Legal Implications of Discretionary Powers


The above discussion makes it clear that the powers of the administrative authorities in education are largely statutory. It does not, however, follow that other powers do not exist. In dealing with issues before them, the functionaries have both statutory and common law powers available to them. The Minister, the Chief Education Officer and even school principals can only do those things414 which the relevant statutes authorize them to do. If any of the named functionaries performs an unauthorized act, then the act in question may attract judicial scrutiny and may be declared to be ultra vires. Educational administrators “must confine their actions within the four corners of the empowering statutes.”415

Otherwise, the exercise of the powers may be challenged if the administrator fetters his discretion, acts at the dictation of another party, uses a discretionary power for an improper purpose, allows irrelevant considerations to determine decisions, acts so unreasonably that no reasonable authority could have done the act complained of, and improperly delegates powers conferred by statute.
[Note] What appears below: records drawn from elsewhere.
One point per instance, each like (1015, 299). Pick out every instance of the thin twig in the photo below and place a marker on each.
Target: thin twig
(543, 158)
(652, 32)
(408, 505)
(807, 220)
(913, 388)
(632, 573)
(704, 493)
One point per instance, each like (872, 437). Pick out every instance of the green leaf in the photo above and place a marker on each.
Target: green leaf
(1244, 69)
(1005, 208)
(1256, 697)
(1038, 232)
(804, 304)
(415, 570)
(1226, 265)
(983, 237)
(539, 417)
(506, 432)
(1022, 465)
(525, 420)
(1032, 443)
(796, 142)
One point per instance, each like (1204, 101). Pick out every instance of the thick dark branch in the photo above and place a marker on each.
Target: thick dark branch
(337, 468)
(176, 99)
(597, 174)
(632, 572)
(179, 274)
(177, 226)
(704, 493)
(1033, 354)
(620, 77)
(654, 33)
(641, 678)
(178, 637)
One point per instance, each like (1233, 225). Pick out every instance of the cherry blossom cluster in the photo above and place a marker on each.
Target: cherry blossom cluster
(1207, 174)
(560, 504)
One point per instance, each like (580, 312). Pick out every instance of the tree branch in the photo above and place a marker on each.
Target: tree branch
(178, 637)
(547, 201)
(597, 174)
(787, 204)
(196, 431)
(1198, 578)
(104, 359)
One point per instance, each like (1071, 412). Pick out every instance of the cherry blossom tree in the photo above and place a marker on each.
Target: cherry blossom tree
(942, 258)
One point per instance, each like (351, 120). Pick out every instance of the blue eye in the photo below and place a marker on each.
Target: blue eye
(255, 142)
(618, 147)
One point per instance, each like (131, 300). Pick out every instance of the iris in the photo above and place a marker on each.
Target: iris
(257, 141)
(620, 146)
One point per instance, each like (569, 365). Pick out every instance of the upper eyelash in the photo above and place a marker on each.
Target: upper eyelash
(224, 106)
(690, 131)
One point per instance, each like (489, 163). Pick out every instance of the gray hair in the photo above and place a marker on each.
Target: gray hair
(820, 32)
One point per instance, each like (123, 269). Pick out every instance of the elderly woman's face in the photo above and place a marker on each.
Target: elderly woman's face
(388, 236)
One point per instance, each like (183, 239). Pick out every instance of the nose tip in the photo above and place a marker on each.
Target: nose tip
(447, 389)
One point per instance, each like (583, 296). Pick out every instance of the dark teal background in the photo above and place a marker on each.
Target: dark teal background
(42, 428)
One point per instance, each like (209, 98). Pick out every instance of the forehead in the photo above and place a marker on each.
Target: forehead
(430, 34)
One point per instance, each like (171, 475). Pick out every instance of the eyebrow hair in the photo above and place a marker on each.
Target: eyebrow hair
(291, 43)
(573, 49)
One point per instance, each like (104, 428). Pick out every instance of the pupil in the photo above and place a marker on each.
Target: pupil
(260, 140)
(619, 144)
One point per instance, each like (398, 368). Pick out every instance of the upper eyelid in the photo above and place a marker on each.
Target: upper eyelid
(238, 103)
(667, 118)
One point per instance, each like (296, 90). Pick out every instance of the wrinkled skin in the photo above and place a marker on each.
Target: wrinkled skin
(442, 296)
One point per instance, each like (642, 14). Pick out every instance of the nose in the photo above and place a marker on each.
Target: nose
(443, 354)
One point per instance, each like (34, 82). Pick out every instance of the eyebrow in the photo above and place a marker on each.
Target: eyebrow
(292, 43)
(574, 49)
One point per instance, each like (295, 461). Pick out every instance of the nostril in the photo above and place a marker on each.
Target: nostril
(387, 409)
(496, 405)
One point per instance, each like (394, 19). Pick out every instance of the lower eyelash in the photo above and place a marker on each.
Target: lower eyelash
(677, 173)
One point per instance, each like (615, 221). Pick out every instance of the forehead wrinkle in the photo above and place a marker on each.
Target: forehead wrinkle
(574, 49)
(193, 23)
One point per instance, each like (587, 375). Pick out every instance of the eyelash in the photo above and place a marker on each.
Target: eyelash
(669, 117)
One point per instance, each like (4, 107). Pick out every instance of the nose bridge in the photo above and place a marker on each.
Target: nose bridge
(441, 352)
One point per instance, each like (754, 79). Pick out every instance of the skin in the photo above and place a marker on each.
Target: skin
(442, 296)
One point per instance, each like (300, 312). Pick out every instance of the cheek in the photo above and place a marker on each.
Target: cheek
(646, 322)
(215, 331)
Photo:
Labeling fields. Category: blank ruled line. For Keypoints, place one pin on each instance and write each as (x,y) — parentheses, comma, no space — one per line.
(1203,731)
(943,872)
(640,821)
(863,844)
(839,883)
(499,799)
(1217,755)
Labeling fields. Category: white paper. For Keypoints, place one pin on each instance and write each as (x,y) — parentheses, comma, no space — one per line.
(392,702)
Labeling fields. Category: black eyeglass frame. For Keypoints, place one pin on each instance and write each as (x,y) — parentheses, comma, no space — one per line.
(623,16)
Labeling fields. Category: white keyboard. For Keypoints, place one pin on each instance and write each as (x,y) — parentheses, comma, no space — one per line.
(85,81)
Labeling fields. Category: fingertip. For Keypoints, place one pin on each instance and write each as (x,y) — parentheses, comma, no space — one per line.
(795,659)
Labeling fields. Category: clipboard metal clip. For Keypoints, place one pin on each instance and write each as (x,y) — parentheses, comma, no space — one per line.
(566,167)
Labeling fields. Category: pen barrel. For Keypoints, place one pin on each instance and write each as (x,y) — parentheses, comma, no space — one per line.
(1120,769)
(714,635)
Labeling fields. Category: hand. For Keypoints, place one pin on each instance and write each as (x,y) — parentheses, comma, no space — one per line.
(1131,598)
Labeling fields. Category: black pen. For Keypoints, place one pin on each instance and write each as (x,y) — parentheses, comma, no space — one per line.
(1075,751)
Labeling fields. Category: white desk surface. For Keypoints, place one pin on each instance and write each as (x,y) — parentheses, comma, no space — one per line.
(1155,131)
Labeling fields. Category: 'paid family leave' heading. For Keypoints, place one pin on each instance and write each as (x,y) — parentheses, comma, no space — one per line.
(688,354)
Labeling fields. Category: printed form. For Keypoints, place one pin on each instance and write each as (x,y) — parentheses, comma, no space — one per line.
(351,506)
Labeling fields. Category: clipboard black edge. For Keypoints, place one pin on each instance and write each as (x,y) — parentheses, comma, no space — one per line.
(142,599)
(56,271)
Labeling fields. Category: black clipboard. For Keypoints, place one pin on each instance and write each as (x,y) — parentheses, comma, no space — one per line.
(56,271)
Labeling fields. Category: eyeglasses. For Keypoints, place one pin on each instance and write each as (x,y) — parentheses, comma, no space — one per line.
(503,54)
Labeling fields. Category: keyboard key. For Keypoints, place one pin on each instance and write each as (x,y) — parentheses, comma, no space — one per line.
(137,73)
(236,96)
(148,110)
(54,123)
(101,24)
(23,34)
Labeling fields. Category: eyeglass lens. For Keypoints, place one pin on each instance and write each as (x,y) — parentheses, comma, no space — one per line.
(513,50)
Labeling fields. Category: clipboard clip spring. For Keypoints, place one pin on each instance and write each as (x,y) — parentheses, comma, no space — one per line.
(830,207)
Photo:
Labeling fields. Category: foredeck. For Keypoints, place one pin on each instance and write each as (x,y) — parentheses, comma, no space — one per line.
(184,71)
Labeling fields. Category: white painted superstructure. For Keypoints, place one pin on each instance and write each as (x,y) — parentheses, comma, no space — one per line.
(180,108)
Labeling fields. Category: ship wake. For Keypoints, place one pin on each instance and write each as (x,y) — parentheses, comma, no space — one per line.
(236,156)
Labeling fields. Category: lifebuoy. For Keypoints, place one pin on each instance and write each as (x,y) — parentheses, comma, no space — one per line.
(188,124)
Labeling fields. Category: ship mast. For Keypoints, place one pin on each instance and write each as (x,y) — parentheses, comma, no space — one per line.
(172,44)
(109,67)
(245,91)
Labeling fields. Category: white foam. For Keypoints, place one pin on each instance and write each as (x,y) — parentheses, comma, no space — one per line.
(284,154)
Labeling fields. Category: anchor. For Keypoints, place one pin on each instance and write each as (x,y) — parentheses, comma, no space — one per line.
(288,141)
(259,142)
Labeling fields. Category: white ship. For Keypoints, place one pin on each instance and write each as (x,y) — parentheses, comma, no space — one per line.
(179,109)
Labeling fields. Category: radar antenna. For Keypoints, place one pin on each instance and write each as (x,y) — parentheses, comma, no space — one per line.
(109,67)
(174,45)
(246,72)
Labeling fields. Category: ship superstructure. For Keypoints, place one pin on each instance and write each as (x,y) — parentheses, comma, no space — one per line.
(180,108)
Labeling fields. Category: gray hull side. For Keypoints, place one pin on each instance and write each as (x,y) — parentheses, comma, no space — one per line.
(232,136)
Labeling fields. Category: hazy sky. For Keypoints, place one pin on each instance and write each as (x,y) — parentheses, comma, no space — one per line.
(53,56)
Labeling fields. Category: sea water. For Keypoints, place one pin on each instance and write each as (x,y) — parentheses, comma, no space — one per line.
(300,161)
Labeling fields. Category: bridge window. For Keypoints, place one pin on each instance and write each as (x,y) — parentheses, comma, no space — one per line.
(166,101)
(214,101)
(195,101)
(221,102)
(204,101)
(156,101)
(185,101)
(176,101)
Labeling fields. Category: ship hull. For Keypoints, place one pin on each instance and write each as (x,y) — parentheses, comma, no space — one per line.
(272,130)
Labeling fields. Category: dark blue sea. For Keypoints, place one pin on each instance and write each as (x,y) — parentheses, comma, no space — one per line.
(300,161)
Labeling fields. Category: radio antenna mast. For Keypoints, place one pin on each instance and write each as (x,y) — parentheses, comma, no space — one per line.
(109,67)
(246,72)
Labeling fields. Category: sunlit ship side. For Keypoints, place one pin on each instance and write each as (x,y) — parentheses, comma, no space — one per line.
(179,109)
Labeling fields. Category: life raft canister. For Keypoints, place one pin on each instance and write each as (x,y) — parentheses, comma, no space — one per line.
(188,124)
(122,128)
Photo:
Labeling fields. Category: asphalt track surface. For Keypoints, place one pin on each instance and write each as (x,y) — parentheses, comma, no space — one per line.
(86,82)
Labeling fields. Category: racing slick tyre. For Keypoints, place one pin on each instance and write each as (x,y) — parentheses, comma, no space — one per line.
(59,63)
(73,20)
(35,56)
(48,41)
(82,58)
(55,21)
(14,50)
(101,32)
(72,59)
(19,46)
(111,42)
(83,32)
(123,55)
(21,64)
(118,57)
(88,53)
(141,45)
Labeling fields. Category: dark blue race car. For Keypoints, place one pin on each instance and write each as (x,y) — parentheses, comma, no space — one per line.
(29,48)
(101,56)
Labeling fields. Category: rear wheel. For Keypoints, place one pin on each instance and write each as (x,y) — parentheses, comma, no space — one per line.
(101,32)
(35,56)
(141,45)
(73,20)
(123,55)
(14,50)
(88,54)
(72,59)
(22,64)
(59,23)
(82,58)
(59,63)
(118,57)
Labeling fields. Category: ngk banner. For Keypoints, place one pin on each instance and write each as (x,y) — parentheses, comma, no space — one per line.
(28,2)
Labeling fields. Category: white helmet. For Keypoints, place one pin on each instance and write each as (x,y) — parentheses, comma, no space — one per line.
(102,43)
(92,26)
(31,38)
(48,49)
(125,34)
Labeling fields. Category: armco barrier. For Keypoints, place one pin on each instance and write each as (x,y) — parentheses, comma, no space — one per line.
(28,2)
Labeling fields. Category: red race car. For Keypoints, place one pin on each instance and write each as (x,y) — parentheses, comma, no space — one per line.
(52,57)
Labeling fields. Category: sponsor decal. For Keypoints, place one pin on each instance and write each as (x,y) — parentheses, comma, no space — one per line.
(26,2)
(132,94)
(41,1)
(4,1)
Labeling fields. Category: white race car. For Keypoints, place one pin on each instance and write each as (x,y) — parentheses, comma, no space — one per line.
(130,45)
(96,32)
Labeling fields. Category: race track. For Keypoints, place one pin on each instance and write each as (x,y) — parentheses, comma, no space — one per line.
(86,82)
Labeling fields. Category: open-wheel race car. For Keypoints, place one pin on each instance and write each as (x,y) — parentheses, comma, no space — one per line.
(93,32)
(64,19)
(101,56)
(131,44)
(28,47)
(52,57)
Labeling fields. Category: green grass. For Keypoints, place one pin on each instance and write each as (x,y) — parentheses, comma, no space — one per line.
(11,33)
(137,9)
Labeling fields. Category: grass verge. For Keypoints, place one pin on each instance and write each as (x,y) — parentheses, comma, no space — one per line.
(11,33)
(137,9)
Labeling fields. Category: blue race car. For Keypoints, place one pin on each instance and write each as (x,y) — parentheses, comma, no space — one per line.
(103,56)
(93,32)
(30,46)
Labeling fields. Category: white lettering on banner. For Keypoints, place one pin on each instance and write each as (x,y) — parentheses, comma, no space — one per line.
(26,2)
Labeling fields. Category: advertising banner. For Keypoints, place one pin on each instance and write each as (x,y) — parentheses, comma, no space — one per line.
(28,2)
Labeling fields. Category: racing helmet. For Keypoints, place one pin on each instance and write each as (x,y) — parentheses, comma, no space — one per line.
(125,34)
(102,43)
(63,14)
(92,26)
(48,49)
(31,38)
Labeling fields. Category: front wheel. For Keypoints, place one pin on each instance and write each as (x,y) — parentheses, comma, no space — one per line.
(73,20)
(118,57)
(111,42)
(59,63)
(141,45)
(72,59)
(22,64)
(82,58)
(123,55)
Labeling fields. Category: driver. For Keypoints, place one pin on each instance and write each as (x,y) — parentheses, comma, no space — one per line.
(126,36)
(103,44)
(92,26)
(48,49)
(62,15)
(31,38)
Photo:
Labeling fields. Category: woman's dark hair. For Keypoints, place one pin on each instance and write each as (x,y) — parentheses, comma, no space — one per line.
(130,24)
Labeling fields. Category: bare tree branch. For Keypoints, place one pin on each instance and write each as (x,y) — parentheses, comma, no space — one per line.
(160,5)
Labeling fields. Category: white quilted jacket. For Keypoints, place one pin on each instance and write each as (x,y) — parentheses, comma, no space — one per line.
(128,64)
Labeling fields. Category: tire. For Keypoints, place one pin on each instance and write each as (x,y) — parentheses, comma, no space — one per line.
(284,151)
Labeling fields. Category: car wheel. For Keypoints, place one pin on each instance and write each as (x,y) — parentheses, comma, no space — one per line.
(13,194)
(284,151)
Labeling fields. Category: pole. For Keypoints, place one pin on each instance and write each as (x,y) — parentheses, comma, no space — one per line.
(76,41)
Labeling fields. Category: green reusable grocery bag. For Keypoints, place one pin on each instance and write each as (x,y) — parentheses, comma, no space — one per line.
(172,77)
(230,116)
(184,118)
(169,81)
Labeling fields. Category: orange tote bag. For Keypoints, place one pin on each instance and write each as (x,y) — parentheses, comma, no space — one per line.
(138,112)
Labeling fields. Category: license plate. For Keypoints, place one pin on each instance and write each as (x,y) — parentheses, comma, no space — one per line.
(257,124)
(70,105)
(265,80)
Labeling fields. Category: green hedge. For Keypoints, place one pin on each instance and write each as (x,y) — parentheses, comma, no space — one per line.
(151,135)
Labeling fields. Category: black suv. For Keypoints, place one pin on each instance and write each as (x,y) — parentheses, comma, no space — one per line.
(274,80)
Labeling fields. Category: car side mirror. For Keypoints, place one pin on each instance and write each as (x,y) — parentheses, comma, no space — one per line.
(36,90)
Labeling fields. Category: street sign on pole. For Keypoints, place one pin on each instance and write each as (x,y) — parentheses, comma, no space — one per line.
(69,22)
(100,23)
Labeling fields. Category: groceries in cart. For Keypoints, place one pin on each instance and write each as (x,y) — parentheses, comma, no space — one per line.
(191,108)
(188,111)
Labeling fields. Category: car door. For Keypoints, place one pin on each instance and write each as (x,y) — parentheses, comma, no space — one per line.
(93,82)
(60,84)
It is not always easy to keep within the permissible boundaries of empowering statutes. Ministers must exercise particular care in enacting regulations permitted by Acts of Parliament. Their principal duty is to confine regulations to the prescribed purposes of the empowering statutes.

While the explanation of these various heads of ultra vires is beyond the scope of this paper, it would be wise if educational administrators familiarize themselves with the basic principles of judicial review.

Accountability for the Management of Education

Beyond the courts, there is a wider issue of accountability. The powers assigned to the Minister, the Chief Education Officer, and other functionaries are immense. The enactments do not, however, provide any mechanism to determine whether the powers have been utilized for the benefit of the educational enterprise. Education touches the community intimately. It is essentially a partnership between parents, ministries, teachers and interest groups. Accountability is, therefore, essential. A statutory review team should be appointed at intervals of five years to review the performance of the education system. The team should comprise persons external to the education system and could be mandated to:
(a) assess whether the education system is realizing the objectives set by national policies;
(b) identify weaknesses and make appropriate recommendations;
(c) consider the allocation of financial resources;
(d) identify weaknesses in individual schools and make recommendations;
(e) review scholastic performance; and
(f) recommend changes in policy if and where necessary;
(g) publish and distribute its report to the public.
Such reviews or reports would enhance accountability and give an independent judgment on the state of education.